Believe it or not it's been 40 years since the first human to human heart transplant was performed by Christiaan Barnard in South Africa. The success of this procedure is now attested to by the fact that over 2000 patients in the United States receive a heart transplant each year with an estimated 50% 10 year survival. In 1967 the first patient to receive a heart transplant survived only 18 days.
One of the main medical concerns following heart transplantation is rejection of the organ by the recipient immune system.
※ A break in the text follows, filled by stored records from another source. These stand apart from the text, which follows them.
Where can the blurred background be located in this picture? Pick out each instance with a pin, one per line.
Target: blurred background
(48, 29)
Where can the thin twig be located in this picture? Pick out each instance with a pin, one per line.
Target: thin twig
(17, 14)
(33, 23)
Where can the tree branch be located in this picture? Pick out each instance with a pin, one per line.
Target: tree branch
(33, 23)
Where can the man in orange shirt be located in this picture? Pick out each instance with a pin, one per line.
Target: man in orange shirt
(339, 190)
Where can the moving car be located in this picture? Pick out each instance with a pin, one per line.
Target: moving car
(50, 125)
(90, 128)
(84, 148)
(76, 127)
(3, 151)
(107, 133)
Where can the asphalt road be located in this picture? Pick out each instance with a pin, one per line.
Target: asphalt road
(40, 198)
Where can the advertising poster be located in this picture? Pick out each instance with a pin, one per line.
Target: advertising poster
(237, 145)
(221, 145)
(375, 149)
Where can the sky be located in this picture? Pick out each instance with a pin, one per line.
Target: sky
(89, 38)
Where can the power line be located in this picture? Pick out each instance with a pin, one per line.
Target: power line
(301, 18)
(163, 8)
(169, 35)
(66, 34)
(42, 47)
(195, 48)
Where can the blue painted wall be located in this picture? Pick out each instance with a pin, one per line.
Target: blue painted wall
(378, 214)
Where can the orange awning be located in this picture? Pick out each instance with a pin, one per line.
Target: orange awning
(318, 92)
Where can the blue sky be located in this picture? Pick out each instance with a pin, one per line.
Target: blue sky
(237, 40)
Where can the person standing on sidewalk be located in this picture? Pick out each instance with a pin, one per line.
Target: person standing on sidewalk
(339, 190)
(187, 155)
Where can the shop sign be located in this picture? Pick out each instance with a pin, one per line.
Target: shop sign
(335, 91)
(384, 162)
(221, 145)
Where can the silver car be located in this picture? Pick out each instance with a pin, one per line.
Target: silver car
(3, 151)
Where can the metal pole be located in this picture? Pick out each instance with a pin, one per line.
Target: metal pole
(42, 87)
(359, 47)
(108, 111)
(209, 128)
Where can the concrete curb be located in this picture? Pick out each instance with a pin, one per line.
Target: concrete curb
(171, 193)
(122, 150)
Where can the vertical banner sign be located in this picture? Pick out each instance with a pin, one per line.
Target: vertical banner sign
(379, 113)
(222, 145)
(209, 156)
A new test, AlloMap, is now available that can detect the presence of cardiac rejection noninvasively [Starling RC et al., J Heat Lung Transplant, 25:1389, 2006]. The test is based on the measurement of expression of certain genes in peripheral blood mononuclear cells. A panel of 11 genes is reliably informative for the identification of patients who have a very low risk of organ rejection. While the negative predictive value of the test is extremely high the positive predictive value is quite low, in part because of the fact that with modern immunosuppressive therapies, relatively few patients develop acute cellular rejection particularly after more than a year post-transplantation. It is possible that the new test will reduce the number of cardiac biopsies that are performed posttransplantation. If so, this will be probably be welcomed by patients.
Presumably the AlloMap test will be applied to other organ transplants such as liver, kidney and lung. At the time of the first human heart transplant the procedure seemed extraordinary. In many ways, the ability to detect organ rejection by gene expression profiling in a blood sample seems equally extraordinary.